Zoe Langer

Dante in the Museum: Portrait Albums and the Foundation of Italian Literary History (1400-1800)

My work explores how the publication, circulation, and collection of the portrait of Dante Alighieri shaped ideas about the genre of poetry and the invention of literary history in the early modern period (1400 - 1800). I examine the ways that printed portrait books, medals, museums, and libraries in rich the collections at the Herzog August Bibliothek established Dante’s iconography, authorship, and cultural authority in Europe. I am particularly interested in the ways that artists and publishers working in Northern Europe (Frankfurt, Antwerp, Lyon) presented Dante to different print markets in the sixteenth and seventeenth centuries, translating Dante’s authority to multiple authors and audiences.
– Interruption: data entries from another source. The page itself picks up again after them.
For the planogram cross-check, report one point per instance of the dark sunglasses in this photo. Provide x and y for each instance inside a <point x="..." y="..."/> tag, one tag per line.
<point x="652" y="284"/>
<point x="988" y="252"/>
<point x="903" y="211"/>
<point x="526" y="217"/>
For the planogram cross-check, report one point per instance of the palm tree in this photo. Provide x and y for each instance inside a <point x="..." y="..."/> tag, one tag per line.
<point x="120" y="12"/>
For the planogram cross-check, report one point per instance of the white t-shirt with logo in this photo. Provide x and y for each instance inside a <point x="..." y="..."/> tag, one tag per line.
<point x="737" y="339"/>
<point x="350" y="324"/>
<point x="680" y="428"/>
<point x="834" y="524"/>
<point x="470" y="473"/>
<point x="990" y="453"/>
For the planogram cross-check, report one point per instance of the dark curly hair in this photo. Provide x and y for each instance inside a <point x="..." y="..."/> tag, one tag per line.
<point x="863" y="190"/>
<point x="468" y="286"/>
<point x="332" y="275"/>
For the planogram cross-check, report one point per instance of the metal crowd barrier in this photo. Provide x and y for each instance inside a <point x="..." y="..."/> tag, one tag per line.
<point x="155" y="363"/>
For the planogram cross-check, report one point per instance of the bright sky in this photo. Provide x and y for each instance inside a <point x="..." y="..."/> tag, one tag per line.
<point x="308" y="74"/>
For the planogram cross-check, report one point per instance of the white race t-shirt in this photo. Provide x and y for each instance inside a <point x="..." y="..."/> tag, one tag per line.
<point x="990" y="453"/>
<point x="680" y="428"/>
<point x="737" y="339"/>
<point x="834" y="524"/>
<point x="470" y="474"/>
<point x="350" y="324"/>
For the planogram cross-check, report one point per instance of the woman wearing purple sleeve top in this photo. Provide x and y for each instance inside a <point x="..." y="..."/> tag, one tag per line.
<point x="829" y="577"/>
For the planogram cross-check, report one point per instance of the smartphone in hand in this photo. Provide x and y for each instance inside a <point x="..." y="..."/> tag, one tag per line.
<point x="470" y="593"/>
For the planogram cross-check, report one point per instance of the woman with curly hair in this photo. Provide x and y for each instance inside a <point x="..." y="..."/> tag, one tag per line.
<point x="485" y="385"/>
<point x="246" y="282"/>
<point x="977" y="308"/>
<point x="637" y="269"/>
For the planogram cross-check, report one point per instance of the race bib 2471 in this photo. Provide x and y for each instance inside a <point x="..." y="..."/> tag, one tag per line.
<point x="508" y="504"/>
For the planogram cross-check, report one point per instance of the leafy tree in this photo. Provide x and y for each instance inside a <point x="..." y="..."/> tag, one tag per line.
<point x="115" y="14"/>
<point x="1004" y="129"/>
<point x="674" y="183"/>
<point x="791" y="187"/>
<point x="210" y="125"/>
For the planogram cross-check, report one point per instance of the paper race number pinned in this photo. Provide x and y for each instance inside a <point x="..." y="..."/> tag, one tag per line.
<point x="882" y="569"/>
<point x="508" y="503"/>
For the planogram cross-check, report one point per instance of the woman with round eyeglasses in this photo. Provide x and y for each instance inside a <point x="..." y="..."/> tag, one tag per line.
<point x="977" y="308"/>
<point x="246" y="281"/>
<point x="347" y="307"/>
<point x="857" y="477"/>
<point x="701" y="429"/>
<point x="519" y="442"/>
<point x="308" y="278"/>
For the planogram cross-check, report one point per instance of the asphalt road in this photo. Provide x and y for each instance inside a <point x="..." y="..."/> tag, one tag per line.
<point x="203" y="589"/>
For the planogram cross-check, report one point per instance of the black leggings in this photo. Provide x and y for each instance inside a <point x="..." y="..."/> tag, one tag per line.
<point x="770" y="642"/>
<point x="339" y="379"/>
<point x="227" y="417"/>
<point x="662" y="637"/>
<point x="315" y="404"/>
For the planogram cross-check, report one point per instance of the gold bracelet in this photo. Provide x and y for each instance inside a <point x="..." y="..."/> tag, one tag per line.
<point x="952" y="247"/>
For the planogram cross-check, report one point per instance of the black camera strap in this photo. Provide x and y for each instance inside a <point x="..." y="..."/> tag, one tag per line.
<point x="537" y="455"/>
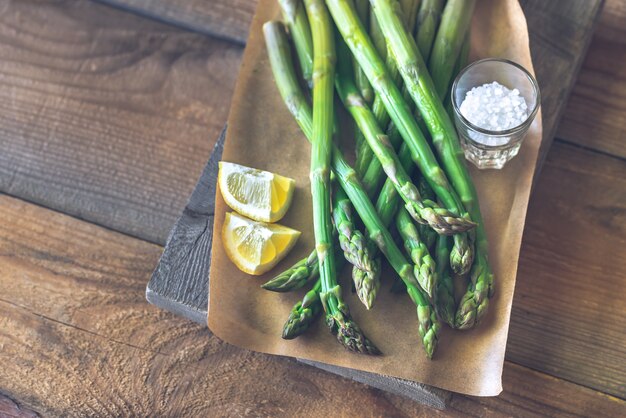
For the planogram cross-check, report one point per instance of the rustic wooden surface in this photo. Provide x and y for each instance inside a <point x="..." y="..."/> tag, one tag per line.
<point x="596" y="111"/>
<point x="107" y="116"/>
<point x="92" y="346"/>
<point x="76" y="335"/>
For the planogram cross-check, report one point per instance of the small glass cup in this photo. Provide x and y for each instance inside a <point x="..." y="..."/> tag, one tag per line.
<point x="483" y="147"/>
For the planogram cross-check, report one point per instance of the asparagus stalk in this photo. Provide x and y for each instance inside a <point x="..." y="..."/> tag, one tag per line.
<point x="304" y="313"/>
<point x="289" y="89"/>
<point x="429" y="325"/>
<point x="455" y="23"/>
<point x="362" y="48"/>
<point x="444" y="138"/>
<point x="338" y="317"/>
<point x="296" y="276"/>
<point x="363" y="84"/>
<point x="424" y="265"/>
<point x="296" y="19"/>
<point x="444" y="294"/>
<point x="429" y="236"/>
<point x="366" y="270"/>
<point x="425" y="212"/>
<point x="367" y="165"/>
<point x="427" y="23"/>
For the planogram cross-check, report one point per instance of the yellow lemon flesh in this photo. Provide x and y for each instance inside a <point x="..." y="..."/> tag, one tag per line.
<point x="257" y="194"/>
<point x="256" y="247"/>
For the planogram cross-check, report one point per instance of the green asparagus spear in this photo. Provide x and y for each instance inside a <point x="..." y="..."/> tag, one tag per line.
<point x="429" y="236"/>
<point x="425" y="212"/>
<point x="429" y="325"/>
<point x="296" y="276"/>
<point x="304" y="313"/>
<point x="363" y="84"/>
<point x="296" y="19"/>
<point x="356" y="250"/>
<point x="455" y="23"/>
<point x="361" y="47"/>
<point x="287" y="84"/>
<point x="444" y="138"/>
<point x="367" y="165"/>
<point x="427" y="23"/>
<point x="424" y="265"/>
<point x="338" y="317"/>
<point x="444" y="293"/>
The analysis of these visual sources provides a more complete picture of how readers encountered Italian authors both in Italy and abroad and yields new insights into changing attitudes towards Dante’s position as an author and the history of reading his works from 1500 to 1800. More broadly, I am interested in how the acquisition of albums, single-sheet prints, and printed editions by or featuring Italian authors, namely Dante, Petrarch, and Boccaccio, for the Ducal library in the period of 1550 to 1800 gives us valuable insight into the history of early modern collecting practices and the organization of early modern libraries in Europe.